A welcome addition
bloodthirsty butchers were around before Number Girl was a twinkle in Mukai Shuutoku’s eye, and it’s around even after Number Girl ran its course.
And yet, no two bands seemed so suited for each other. Both groups laid catchy melodies over thick, dischordant harmonies and pushed their amplifiers to Spinal Tap-ian levels. The butchers still do.
So it was a welcome surprise when Number Girl’s master axegrinder, Tabuchi Hisako, became the butchers’ only new member in 15 years. Hisako-chan’s disregard for a tonal center fits nicely with bloodthirsty butchers’ liberal harmonies.
The chemistry between the band members impressed them so much, they decided to start taping their live performances. The results can be heard on the butchers’ first live album, green on red.
Tabuchi integrates herself incredibly well with the band. Whether she’s working with Shiina Ringo or Odani Misako, Hisako-chan stands out. But with bloodthirsty butchers, she sounds like she’s been with them for years.
When the full band kicks in on the opening “Faust”, Tabuchi stamps the track with her trademark fuzz. And when she noodles on the intro to “Soredake”, you’re glad guitarist/vocalist Yoshimura Hideki isn’t. (Yoshimura isn’t what anyone would call a shredder.)
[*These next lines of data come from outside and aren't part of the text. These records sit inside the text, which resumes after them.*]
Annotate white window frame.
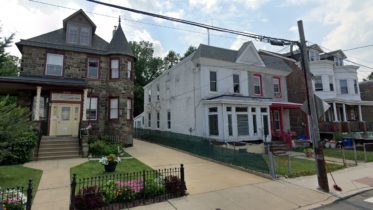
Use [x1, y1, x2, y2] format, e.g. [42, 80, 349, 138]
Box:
[87, 58, 100, 79]
[45, 53, 64, 77]
[127, 98, 132, 120]
[109, 98, 119, 120]
[85, 96, 98, 120]
[110, 58, 120, 79]
[127, 61, 132, 80]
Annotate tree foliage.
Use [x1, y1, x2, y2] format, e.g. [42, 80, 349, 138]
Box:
[129, 41, 163, 116]
[0, 97, 37, 165]
[0, 28, 19, 76]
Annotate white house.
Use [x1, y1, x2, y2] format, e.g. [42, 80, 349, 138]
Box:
[143, 42, 300, 141]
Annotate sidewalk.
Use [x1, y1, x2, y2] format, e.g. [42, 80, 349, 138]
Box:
[24, 158, 87, 210]
[127, 140, 373, 210]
But don’t think for a minute Tabuchi’s presence does anything to clean up the butchers’ sound. Unlike Number Girl, whose rhythmic precision called to mind early Helmet, bloodthirsty butchers haven’t quite channeled the concept of unison playing, which of course gives them their charm.
In fact, bassist Imoriya Takeshi and drummer Komatsu Masahiro seem intent on spreading themselves thin, Komatsu supplying the bass rhythm while Imoriya supplements the harmony. Throughout green on red, Komatsu is more likely to follow Yoshimura’s lead than to fortify Komatsu’s rhythms.
Unlike other live albums by Japanese artists, the butchers culled together green on red from a number of performances. Recent live albums by pop acts Do As Infinity and Bonnie Pink reveal the risk of capturing only one set of performances.
That said, the sound quality between tracks can vary widely. On “8gatsu”, the band sounds front and center, whereas on “Saraba Sekai Kunshu”, they sound like they’re playing in a fish bowl.
It’s still a better approach than committing to tape (or ones and zeroes) a performance that’s brilliant one moment, excruciating the next. The performances on green on red are consistently solid. (And consistently loud, but what else is new?)
Still, don’t expect green on red to resemble anything like Number Girl’s Sapporo Omoide in My Head Jootai or Kiroku Series. bloodthirsty butchers are long-winded while Number Girl was concise, and the 13 tracks on the album clock in at nearly 69 minutes.
After a while, green on red demands stamina from listeners, but with that level of intensity and passion, it’s a welcome request.